3 Ways to Step Up Your Public Speaking Skills

October 28, 2016

Whether it’s during a meeting, event, or preparing for a promotion, improving your public speaking skills will have a big impact on your career. We caught up with Ann Starodaj, Director of Sustainability at Optoro, and a mentor with The Mentor Method, to get her take on public speaking. 

Let’s start with what Ann suggests is a strong public speaker. “A good public speaker gives the audience something to talk about when they are walking away. There are a number of ways to make that happen, but I personally like when the speaker uses personal anecdotes and stories during their presentation. Stories are memorable, they help to break the ice between the presenter and the audience, and they can make the entire presentation feel a lot more genuine.”

Organize your thoughts
Organization is key to delivering a strong presentation. “Make sure you understand what you are going to say and when you are going to say it.” says Ann. Only have 10 minutes to prep? Optimize your time. “If you don’t have time to create a full outline or script, at least make a list of take home messages and practice those. What do you want your audience to learn and how can you make sure they learn it?”

Talk slower and don’t be afraid to take pauses throughout the talk
“Good public speaking is all about delivery.

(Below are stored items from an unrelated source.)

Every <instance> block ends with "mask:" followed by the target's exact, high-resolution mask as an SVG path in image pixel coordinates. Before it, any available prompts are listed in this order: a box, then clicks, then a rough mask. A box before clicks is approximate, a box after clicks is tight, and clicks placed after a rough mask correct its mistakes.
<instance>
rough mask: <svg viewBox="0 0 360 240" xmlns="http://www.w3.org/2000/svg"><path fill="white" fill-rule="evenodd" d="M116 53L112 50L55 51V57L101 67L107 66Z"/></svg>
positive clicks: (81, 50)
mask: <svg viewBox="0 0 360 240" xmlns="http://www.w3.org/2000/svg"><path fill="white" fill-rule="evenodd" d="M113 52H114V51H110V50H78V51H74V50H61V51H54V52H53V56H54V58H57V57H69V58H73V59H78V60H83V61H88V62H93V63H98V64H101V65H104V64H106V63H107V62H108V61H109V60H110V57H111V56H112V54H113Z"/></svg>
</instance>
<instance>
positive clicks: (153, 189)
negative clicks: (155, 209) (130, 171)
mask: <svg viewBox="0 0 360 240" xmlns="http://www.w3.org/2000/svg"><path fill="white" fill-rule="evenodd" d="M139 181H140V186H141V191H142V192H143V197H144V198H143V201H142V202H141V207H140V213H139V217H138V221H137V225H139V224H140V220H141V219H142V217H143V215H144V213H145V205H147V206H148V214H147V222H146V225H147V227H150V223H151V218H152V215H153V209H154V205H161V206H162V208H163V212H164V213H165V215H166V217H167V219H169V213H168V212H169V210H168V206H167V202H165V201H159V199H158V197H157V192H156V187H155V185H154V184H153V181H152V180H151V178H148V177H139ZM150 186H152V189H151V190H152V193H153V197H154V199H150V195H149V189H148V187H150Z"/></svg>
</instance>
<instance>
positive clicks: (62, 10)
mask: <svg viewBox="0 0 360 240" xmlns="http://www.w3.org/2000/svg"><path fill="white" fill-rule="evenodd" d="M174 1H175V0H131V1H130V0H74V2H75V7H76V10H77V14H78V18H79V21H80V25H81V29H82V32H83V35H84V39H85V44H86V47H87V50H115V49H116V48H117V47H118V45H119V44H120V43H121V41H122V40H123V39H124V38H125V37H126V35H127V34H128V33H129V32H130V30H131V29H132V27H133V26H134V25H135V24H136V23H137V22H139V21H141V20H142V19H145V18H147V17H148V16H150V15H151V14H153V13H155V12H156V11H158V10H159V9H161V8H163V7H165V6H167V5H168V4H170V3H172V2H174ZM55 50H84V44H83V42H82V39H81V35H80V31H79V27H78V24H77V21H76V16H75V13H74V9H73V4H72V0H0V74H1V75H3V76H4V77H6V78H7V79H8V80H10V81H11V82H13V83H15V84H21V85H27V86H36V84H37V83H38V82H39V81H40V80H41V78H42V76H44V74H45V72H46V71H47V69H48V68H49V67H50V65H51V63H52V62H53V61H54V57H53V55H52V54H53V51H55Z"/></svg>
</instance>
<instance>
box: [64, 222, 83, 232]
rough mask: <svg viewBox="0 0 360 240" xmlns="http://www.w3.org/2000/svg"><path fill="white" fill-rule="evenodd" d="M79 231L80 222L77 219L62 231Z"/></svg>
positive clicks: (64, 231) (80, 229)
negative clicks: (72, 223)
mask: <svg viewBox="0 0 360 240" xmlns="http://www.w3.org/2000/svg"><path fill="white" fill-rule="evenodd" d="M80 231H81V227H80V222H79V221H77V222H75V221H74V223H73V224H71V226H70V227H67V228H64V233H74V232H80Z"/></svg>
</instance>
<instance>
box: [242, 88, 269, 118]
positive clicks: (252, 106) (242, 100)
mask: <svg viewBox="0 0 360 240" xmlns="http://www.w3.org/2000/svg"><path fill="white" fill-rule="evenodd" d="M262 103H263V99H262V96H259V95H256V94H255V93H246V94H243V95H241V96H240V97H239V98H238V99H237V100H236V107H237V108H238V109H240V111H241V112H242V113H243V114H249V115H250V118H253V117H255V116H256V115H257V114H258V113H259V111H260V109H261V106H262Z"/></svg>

Most people talk faster in front of a live audience than when they practice.” Ann’s advice to make sure this doesn’t happen to you is to set pauses throughout. “These breaks will not only help you gather your thoughts, but your audience, too, will appreciate a moment to gather their thoughts.”

Don’t read straight from a script
Reading straight from the script can ruin your credibility as a leader. “Most audiences will pick up on it and you risk losing their attention because of it. Take pride in your opportunity to speak publicly: practice and rely only on a notes.”

When asked what resources Ann’s used to become a stronger public speaker, her advice is simple. “I sound like a broken record, but I practice. I also think knowing your audience is really useful. I give a presentation each month as part of the New Employee Orientation program at Optoro, which has been a great way to practice my public speaking skills because the audience is slightly different every time depending on which department the employees are working in. Catering the content of the presentation to these differences audiences has been a good challenge. Good public speakers work in content or a story that the audience can relate to.”